RP: Czy pański poranny skok był dobry?
- Chyba tak. Nareszcie trafiłem z odbiciem, było takie, jak trzeba. To moje pierwsze trafione odbicie w Kuusamo. Na rozbiegu poczułem, jak szarpie mną wiatr, przechylił mnie nawet trochę, ale wróciłem na tor jazdy. Byłem trochę zaskoczony tym idealnym odbiciem po takim nerwowym rozbiegu.
Był pan już na dole, jak skakał Hautamaeki. Co on zepsuł?
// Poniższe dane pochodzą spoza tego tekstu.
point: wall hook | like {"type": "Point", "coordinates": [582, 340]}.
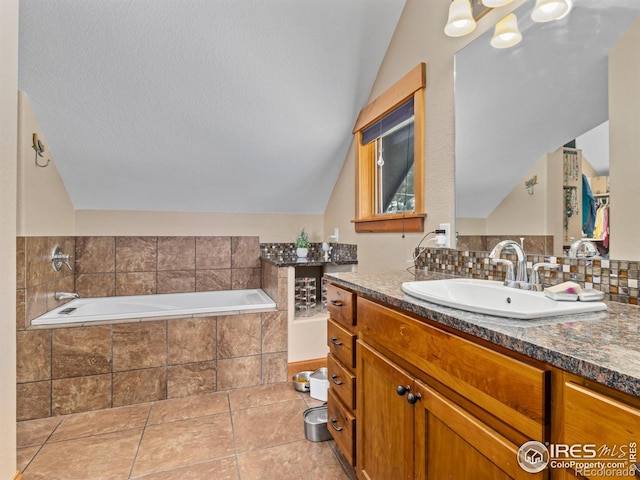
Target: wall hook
{"type": "Point", "coordinates": [530, 183]}
{"type": "Point", "coordinates": [38, 146]}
- Matti taki już jest, że lubi spóźnić odbicie. Pod tym względem jesteśmy podobni, bo ja też mam tendencje do spóźniania się na progu. Nie wiem, jak on to robi, że po tak spóźnionym odbiciu jeszcze wyciąga prawie 110 metrów. To był technicznie zupełnie zepsuty skok, ale Matti omal nie wszedł do dziesiątki. On ciągnie lot do końca i pod tym względem nie ma sobie równych.
Kiedy będzie zwycięstwo?
- Jestem tym zainteresowany podobnie jak kibice, ale nie umiem podać daty. Czuję, że moje skoki są bardzo stabilne i zwycięstwo jest realne. Gdy byliśmy w St. Moritz na treningach, skakałem równo, dobrze technicznie. Kiedy natomiast przyjechaliśmy tutaj kilka dni przed konkursem otwarcia, byłem przygnębiony swoją formą. Nie czułem progu. Po dzisiejszym konkursie już jestem bardziej pewny siebie. Chyba wiem, gdzie jest próg.
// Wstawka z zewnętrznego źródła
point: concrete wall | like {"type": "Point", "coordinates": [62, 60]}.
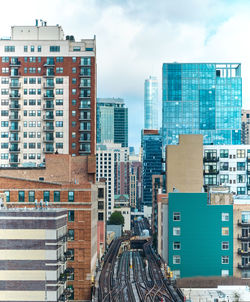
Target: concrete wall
{"type": "Point", "coordinates": [184, 164]}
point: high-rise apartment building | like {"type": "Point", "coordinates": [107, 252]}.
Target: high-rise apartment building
{"type": "Point", "coordinates": [112, 121]}
{"type": "Point", "coordinates": [151, 103]}
{"type": "Point", "coordinates": [204, 98]}
{"type": "Point", "coordinates": [152, 162]}
{"type": "Point", "coordinates": [33, 255]}
{"type": "Point", "coordinates": [245, 127]}
{"type": "Point", "coordinates": [109, 159]}
{"type": "Point", "coordinates": [48, 95]}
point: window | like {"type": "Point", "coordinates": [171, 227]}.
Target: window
{"type": "Point", "coordinates": [54, 48]}
{"type": "Point", "coordinates": [225, 216]}
{"type": "Point", "coordinates": [9, 48]}
{"type": "Point", "coordinates": [176, 245]}
{"type": "Point", "coordinates": [71, 215]}
{"type": "Point", "coordinates": [71, 234]}
{"type": "Point", "coordinates": [225, 231]}
{"type": "Point", "coordinates": [31, 196]}
{"type": "Point", "coordinates": [240, 153]}
{"type": "Point", "coordinates": [225, 259]}
{"type": "Point", "coordinates": [56, 196]}
{"type": "Point", "coordinates": [240, 166]}
{"type": "Point", "coordinates": [224, 272]}
{"type": "Point", "coordinates": [71, 196]}
{"type": "Point", "coordinates": [46, 196]}
{"type": "Point", "coordinates": [21, 196]}
{"type": "Point", "coordinates": [176, 259]}
{"type": "Point", "coordinates": [176, 231]}
{"type": "Point", "coordinates": [224, 153]}
{"type": "Point", "coordinates": [176, 216]}
{"type": "Point", "coordinates": [225, 245]}
{"type": "Point", "coordinates": [7, 194]}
Ale wygląda pan na zmęczonego, co się dzieje?
- Nie spałem z soboty na niedzielę do drugiej w nocy. Może ta niespodziewana wiadomość o tym, że konkurs zacznie się o ósmej rano, sprawiła, że byłem podekscytowany? Może ten wieczorny trucht przed pójściem do łóżka tak mnie rozbudził? Nie wiem dlaczego, ale nie mogłem zasnąć. To aż tak bardzo widać?